Martha's eyes opened and she smiled an upside-down smile. "I can get it on demand now." She closed her eyes again, and probably my grip on her skull faltered a little, because she opened her eyes and said, "That doesn't mean I won't marry you."
"But does it mean you will marry me," I said, pathetically, and she pulled herself up and out of my hands and turned around and said, "Yes, of course I'll marry you, YOU silly man, and I won't even tease YOU about it being for your hands," and then she kissed my hands, one after the other, and then she kissed me.

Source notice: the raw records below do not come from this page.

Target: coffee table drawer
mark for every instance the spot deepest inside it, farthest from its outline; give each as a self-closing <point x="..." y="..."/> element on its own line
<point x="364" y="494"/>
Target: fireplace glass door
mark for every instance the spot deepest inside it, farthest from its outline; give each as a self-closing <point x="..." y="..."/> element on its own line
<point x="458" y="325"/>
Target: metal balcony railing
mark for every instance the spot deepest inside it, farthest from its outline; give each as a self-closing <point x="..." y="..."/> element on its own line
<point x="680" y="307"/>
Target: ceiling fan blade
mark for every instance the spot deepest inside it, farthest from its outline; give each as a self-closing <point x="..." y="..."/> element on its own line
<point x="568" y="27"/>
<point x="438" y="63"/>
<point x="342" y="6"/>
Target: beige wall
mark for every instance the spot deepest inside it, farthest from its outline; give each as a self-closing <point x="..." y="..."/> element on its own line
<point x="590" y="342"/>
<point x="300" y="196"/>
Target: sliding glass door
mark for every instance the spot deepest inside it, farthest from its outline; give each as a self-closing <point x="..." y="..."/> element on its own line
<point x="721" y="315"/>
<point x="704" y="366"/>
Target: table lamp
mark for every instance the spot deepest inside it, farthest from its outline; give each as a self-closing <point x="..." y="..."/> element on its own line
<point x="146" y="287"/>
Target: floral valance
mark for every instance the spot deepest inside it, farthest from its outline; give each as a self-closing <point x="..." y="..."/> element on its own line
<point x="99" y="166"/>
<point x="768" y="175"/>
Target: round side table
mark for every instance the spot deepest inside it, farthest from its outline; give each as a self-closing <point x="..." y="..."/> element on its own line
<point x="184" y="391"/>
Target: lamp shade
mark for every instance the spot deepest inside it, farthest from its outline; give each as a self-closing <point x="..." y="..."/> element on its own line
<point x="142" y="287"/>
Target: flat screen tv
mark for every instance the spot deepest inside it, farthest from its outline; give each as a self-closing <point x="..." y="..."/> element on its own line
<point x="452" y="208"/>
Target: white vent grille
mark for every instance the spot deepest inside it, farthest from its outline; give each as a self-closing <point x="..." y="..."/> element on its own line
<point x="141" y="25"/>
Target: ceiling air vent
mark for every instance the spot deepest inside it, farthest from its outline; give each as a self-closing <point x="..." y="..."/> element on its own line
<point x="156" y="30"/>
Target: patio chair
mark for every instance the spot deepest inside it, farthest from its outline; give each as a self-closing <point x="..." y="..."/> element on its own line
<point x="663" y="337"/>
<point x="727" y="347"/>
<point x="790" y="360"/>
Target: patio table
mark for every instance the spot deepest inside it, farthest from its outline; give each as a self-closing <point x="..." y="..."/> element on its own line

Bud was lying there with us — or some of the end of his nose was (the loooong hot rising and falling gust of his breathing politely angled past us), the rest of him going on and on to Wyoming or so the way the rest of Bud always does — and his eyes were half open, watching us, although it's interesting, there's no voyeur thing about it when he watches us, which he does a lot, although I'm pretty sure he has a pretty good idea what kissing is about. So after this kiss had gone on for a while and I started to get it through to myself that I'd just asked Martha to marry me and she'd just said yes, I wanted to jump around and shout and the only person [sic] available was Bud so I said, "Let's tell Bud."
It's a good example of the Marthaness of Martha that she didn't say, "What do you mean, tell Bud? We've spent five years trying to learn to tell dragons anything, or they us, and even you can't do it." She just said, "Sure," and got up out of my lap and we both went the few steps to Bud's nose and touched it with our hands. One of the things we have learned is that the getting-something-through — and I'm not going to call it "telling" or "communication" because that's a lot more grand than it mostly is — usually works better if the human has a hand on the dragon's nose, slightly depending on what the message is. (There may be other bits of both dragon and human that would work as well, but they'd probably be more embarrassing.) I sort of instinctively guessed that, that day I "told" Gulp that the bad guys were coming for us, and she got Lois and me away — but you tend to grab the other party when you're really urgent about something, and the reflex remains even if it's a dragon's nose rather than a human arm or shoulder. (And for those of us addicted to hand gestures, you still have a hand left over for flapping around.)
The refinement Bud has come up with is that it works better yet if the dragon curls its lip very slightly so the human can put his or her hand on the softer skin there just inside the tough horny outside. It's just about not too hot to bear, although I've begun to suspect that Bud anyway has pretty good temperature control. The first time Bud curled his lip at me of course I thought I was going to die — but he could have eaten me any time for months by then so why now? And if I was going to do something so offensive to dragon culture that I'd get munched in some kind of involuntary reflex (I've told you dragons are amazingly pacific; I doubt they've got any execution laws about anything) I'd probably already done it and hadn't been munched, so this new lip-curling must be something else. I figured it out eventually.